Tranchelard se estremeció, consumiéndose por desenvainar. Su jefe indiscutible se rio a carcajadas.

—¡Bien! Siempre podrás presumir de haber despertado mi curiosidad. Habla, te escucho.

—Es la cuadrilla de los Cuervos.

Al oír estas palabras, el rostro del Gran Coësre se ensombreció:

—¿Qué le pasa? —preguntó.

—Recientemente, los Cuervos se han apoderado de cierta mercancía. Una mercancía frágil y valiosa. Una mercancía de un género que, hasta entonces, nunca les había interesado. ¿Sabes de qué estoy hablando?

—Puede.

—Quiero averiguar dónde esconden su mercancía. Sé que no es en París, pero nada más. En cambio, tú…

El señor de la corte de los milagros hizo una pausa. Luego se inclinó hacia Grangier y le susurró unas palabras en narquois, ese argot del hampa francesa incomprensible para los profanos. El archiservidor respondió en el mismo lenguaje. Saint-Lucq no supo reaccionar y esperó a que terminara el conciliábulo. Fue breve.

—Y, suponiendo que sepa lo que tú quieres saber —prosiguió el Gran Coësre—, ¿por qué te lo iba a decir?

—Es una información que estoy dispuesto a pagar al precio más alto.

—Soy rico.

—También eres un crápula sin fe ni ley. Pero, ante todo, eres un hombre sensato.

—¿Y eso qué quiere decir?

—Los Cuervos te ponen chinas en el camino. Por culpa suya, disminuyen tu influencia y los ingresos de tus negocios. Pero, lo que es más importante, no obedecen tus órdenes.
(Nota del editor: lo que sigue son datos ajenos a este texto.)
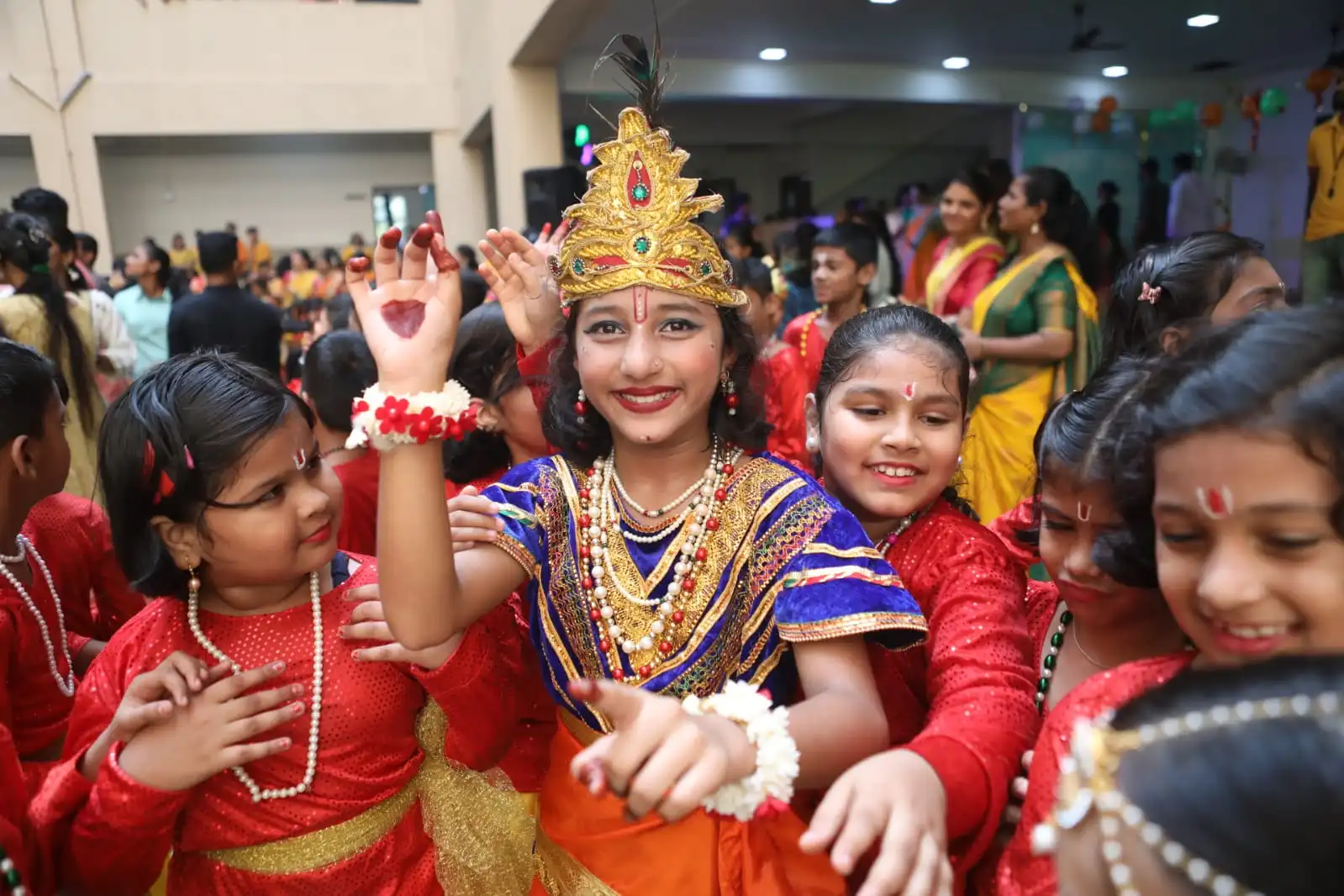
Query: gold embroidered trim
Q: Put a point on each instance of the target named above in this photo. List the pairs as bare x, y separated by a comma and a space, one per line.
846, 554
852, 625
801, 578
321, 848
562, 875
—Este problema tendrá pronta solución.

—¿En serio? Yo puedo arreglarlo por ti. Dime lo que quiero saber, y daré a los Cuervos un golpe del que tardarán en recuperarse. Incluso podrás atribuirte tú el mérito si lo deseas… No nos tenemos mucho aprecio, Gran Coësre. Sin duda, un día de éstos correrá la sangre entre nosotros. Pero ahora nos unen nuestros intereses.

El Gran Coësre, pensativo, se alisó el bigote y la perilla bien recortados, que eran más vello que pelo.

—¿Tan valiosa es esa mercancía?

—Para ti, no.

—¿Y para los Cuervos?

—Vale el precio que se les ha ofrecido. Creo que, en este asunto, son sólo ejecutantes y que pronto entregarán su mercancía a quien los utiliza. No me corresponderá actuar a mí cuando esto pase, y tú habrás desaprovechado una buena ocasión para pagarles con la misma moneda. El tiempo apremia, Gran Coësre.

—Concédeme una hora para reflexionar.

El hombre y el semidragón intercambiaron una larga mirada, con la que cada uno de ellos ahondaba en el alma del otro.

—Una hora. No más —exigió Saint-Lucq.

Cuando Saint-Lucq se fue, el Gran Coësre preguntó a su archiservidor:

—¿Qué piensas tú de todo esto?

Grangier se tomó su tiempo.

—Dos cosas —dijo.

—¿Cuáles?

—La primera, que te interesa ayudar al semidragón contra los Cuervos.

—¿Y la segunda?

Antes de responder, el archiservidor se volvió hacia la anciana, que sabía que le había leído el pensamiento. Entonces ésta, entre dos crujidos y con la mirada siempre al frente, como ciega o indiferente al mundo, dijo:

—Cualquier día de éstos, habrá que acabar con él.